Le GIEC relève ainsi. Au cours de la période 2081-2100, la température globale devrait «probablement» croître, selon le scénario le plus optimiste, de 0,3°C à 1,7°C par rapport à la période 1986-2005. Le scénario le plus pessimiste avance une hausse, pour cette même période, comprise entre 2,6°C et 4,8°C. Dès la période 2016-2035, autrement dit dès maintenant, les températures pourraient croître de 0,3°C à 0,7°C, toujours par rapport à 1986-2005. Ramené à la hausse des températures depuis l’aire préindustrielle (moitié du 19ème siècle), voilà ce que cela donne : trois scénarii estiment, avec un niveau de confiance élevé, «probable  ou plutôt probable», que les températures augmenteront de 2°C ou plus d’ici la fin du 21ème siècle. Un seul, le plus sobre, juge cette perspective « peu probable », mais le niveau de confiance que lui accordent les scientifiques est également plus faible.
Réchauffement des océans. La température globale des océans continuera de se réchauffer au cours du 21ème siècle, avance le résumé aux décideurs présenté par le GIEC. La chaleur pénètrera plus profondément dans les eaux et affectera les courants. Le plus fort réchauffement en surface est envisagé dans les régions tropicales et subtropicales de l’hémisphère Nord. Les meilleures estimations pour les 100 premier mètres de profondeurs tablent sur une fourchette de +0,6°C à 2°C d’ici 2100. Pour les 1000 premiers mètres, elles tablent sur une fourchette de +0,3°C à +0,6°C.
Elévation du niveau des mers. Tous les scenarii le confirment : l’élévation du niveau des mers va se poursuivre. Elle est même revue globalement à la hausse, prenant désormais en compte la fonte des glaces arctiques. Envisagée jusqu’à présent dans une fourchette comprise entre 18 et 59 centimètres d’ici la fin du siècle et par rapport à la période1986-2005, le GIEC estime désormais que le niveau des mers devrait augmenter de 26 cm à 55 cm pour le scénario le plus optimiste, mais de 52 cm à 98 cm pour le plus pessimiste. Celui- estime également que cette hausse devrait s’observer à un rythme de 8 à 16 mm par an.

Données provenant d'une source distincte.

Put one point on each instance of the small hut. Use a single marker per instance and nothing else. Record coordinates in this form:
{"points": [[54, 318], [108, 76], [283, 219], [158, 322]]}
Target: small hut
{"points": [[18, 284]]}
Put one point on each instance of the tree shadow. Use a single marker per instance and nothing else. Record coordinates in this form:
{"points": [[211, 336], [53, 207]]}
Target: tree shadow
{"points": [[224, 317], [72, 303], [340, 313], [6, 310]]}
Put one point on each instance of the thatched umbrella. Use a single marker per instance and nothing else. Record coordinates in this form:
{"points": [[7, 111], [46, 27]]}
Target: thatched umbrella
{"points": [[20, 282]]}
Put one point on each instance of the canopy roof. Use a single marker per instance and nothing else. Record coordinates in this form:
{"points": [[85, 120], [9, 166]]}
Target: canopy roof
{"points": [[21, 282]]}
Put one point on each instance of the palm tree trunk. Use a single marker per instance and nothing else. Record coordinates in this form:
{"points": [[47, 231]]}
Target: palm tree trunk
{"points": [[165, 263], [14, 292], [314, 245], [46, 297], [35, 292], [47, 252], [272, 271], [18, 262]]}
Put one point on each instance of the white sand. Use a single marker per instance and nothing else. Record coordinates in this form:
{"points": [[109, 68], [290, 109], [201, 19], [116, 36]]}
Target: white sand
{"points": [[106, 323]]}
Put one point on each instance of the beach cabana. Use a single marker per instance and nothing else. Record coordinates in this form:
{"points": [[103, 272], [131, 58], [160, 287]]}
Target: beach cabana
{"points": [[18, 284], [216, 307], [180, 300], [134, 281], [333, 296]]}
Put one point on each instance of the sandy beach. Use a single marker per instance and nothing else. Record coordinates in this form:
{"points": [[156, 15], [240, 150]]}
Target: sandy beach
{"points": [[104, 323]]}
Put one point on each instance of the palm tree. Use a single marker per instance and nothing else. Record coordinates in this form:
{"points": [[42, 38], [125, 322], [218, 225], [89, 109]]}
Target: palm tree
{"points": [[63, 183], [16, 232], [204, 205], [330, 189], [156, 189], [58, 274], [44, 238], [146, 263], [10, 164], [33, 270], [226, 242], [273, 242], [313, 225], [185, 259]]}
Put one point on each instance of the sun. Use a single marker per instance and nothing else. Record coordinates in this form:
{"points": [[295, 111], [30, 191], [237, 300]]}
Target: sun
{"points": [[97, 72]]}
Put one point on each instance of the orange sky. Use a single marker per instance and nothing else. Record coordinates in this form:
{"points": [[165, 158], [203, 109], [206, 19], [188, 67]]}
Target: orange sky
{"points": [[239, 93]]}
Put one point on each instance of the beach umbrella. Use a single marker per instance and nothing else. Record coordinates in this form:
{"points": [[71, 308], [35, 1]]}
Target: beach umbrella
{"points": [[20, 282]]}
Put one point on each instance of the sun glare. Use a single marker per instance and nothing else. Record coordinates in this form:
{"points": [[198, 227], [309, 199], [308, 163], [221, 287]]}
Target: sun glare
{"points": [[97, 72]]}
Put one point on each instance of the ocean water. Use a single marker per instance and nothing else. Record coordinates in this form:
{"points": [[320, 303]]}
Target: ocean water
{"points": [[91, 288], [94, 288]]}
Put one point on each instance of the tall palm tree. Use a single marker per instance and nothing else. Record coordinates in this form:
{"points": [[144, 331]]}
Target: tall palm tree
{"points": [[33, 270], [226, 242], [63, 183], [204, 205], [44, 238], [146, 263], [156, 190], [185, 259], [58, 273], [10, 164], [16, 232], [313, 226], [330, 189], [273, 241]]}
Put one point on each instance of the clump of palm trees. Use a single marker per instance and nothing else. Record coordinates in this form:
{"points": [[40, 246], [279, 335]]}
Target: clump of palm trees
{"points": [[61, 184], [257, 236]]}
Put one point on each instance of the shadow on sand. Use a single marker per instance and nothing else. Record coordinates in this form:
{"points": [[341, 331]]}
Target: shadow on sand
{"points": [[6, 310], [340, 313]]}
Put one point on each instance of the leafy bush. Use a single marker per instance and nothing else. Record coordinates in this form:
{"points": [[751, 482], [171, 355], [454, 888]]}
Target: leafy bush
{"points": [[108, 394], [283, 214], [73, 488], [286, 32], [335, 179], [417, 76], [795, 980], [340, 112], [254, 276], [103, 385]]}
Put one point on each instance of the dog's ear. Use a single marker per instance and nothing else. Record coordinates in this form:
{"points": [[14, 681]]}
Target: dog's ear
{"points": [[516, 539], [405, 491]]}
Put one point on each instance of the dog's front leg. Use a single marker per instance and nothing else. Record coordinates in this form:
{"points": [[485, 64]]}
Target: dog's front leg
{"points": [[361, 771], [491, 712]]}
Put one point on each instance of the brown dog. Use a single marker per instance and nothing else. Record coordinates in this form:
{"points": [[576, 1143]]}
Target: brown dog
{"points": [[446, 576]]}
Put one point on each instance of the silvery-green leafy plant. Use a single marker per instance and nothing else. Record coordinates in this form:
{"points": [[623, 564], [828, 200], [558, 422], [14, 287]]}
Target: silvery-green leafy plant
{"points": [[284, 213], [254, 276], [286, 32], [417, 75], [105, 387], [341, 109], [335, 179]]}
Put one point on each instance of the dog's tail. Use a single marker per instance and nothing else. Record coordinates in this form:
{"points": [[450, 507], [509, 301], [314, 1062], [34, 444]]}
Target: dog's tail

L’influence des activités humaines. Le 4ème rapport estimait avec une certitude de 90% la part anthropique – c’est à dire celle liée à l’activité humaine – dans le phénomène de réchauffement global. Le 5ème estime quant à lui «extrêmement probable» à 95% qu’elle soit responsable de plus de 50% du réchauffement. Autre formulé, «la preuve de l’influence humaine a augmenté depuis le (quatrième) rapport (…). Il est extrêmement probable que plus de la moitié des hausses de températures observées en moyenne de 1951 à 2010 ont été causé par la hausse anthropique de la concentration des gaz à effet de serre», combinées à d’autres facteurs de forçages, eux aussi d’origine anthropiques.